Barbara Radisavljevic (author) from Paso Robles, CA on January 03, 2013:
@kimark421: Good luck. I hope you have lots of help if you're going to try the traditional way.
kimark421 on January 03, 2013:
I had never heard of it before. Now I am going to have to try it. Thanks for the great lens!
Darcie French from Abbotsford, BC on December 31, 2012:
Love to Sandy in Heaven <3
Barbara Radisavljevic (author) from Paso Robles, CA on December 11, 2012:
@jd1797: If you're going to do it this way, I hope you've got lots of help. There were 50 people there the day I watched this.
jd1797 on December 10, 2012:
My grandma is Japanese and we ate mochi every year at New Years. Thank you for making this lens!! I can't wait to make some of my own.
Pat Moire from West Village, New York City on October 09, 2012:
When visiting Japan around New Years, storekeepers were pounding mochi with a huge mortar and pestle out in the village square. Sticky, sweet and delicious..

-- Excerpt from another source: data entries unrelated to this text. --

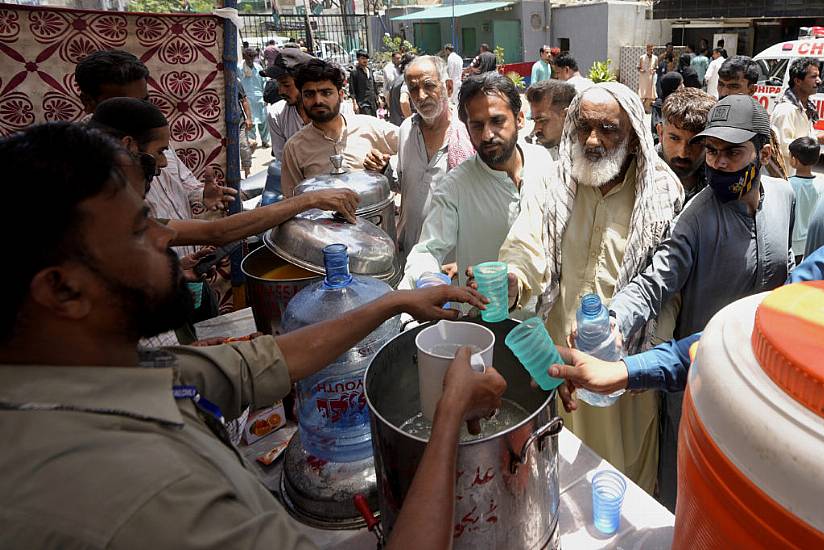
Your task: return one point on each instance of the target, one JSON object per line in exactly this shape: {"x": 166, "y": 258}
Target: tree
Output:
{"x": 171, "y": 6}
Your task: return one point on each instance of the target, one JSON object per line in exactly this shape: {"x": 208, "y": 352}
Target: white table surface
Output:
{"x": 644, "y": 522}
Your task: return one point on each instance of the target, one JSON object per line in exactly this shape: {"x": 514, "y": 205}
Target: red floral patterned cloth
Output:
{"x": 39, "y": 48}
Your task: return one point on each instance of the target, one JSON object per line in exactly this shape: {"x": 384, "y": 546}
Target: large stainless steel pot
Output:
{"x": 269, "y": 297}
{"x": 507, "y": 493}
{"x": 301, "y": 240}
{"x": 376, "y": 205}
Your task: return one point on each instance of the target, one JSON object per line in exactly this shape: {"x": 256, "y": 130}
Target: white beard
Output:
{"x": 434, "y": 113}
{"x": 597, "y": 173}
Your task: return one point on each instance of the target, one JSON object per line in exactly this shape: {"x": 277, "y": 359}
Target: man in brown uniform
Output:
{"x": 101, "y": 453}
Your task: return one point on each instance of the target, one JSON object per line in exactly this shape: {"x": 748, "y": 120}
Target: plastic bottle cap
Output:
{"x": 788, "y": 340}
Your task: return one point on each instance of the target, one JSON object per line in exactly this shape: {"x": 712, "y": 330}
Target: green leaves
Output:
{"x": 600, "y": 72}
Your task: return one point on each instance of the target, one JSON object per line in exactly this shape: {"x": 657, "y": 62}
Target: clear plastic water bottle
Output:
{"x": 333, "y": 418}
{"x": 595, "y": 338}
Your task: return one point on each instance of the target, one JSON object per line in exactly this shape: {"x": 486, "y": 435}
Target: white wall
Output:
{"x": 533, "y": 39}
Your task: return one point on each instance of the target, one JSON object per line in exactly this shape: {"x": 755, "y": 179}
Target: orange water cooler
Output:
{"x": 751, "y": 442}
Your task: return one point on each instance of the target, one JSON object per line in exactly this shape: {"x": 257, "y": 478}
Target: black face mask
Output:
{"x": 729, "y": 186}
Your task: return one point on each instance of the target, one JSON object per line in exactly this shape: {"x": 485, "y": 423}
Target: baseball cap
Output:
{"x": 736, "y": 119}
{"x": 285, "y": 62}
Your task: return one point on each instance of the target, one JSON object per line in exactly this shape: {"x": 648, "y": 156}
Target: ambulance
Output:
{"x": 775, "y": 62}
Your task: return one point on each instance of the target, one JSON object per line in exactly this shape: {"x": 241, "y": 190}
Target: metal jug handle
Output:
{"x": 550, "y": 429}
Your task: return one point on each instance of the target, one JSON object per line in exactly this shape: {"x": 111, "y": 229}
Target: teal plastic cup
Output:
{"x": 492, "y": 283}
{"x": 608, "y": 490}
{"x": 534, "y": 348}
{"x": 196, "y": 290}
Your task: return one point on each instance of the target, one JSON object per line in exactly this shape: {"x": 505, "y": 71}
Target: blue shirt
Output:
{"x": 540, "y": 71}
{"x": 807, "y": 190}
{"x": 665, "y": 366}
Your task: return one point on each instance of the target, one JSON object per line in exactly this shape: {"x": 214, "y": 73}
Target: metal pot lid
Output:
{"x": 372, "y": 187}
{"x": 301, "y": 241}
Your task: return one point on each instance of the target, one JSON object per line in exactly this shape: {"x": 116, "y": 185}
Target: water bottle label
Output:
{"x": 341, "y": 402}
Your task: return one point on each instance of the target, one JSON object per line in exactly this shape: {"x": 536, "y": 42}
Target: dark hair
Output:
{"x": 740, "y": 64}
{"x": 317, "y": 70}
{"x": 126, "y": 116}
{"x": 490, "y": 83}
{"x": 798, "y": 68}
{"x": 566, "y": 60}
{"x": 406, "y": 59}
{"x": 687, "y": 109}
{"x": 107, "y": 67}
{"x": 805, "y": 150}
{"x": 68, "y": 163}
{"x": 560, "y": 93}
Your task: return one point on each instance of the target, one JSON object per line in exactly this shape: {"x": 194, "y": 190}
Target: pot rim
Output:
{"x": 275, "y": 281}
{"x": 374, "y": 412}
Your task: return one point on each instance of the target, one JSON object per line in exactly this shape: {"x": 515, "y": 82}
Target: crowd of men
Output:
{"x": 665, "y": 234}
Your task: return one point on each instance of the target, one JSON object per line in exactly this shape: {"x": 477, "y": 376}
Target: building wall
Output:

MelonyVaughan on February 24, 2012:
Looks really delicious! I hope to try it some day... Excellent lens! Very kind of you to dedicate this lens to a friend of yours. God bless!
Barbara Radisavljevic (author) from Paso Robles, CA on January 30, 2012:
@DeannaDiaz: Actually, Sandy did get to see it and pass the link to her family members. This lens was published a good ten months before she died. Now it is my memorial to her.
DeannaDiaz on January 30, 2012:
Fantastic lens! Dedicating this lens to your friend Sandy brought tears to my eyes. Beautiful, I'm sure she would love it!
anonymous on January 16, 2012:
I'm reading all kinds of new meals I've never tried, this is one of them but would like to have a bite.
anonymous on January 14, 2012:
Today we pounded mochi as a family with a traditional usu at our local Buddhist temple. We go every year and end up with about three pounds of fresh maru mochi. It's not only a family event for us every year but also for the community. There is nothing like pounding fresh steaming mochi rice under a big old ancient tree while hearing "yoisho!" in between swinging the giant wooden mallets. It's enlightening.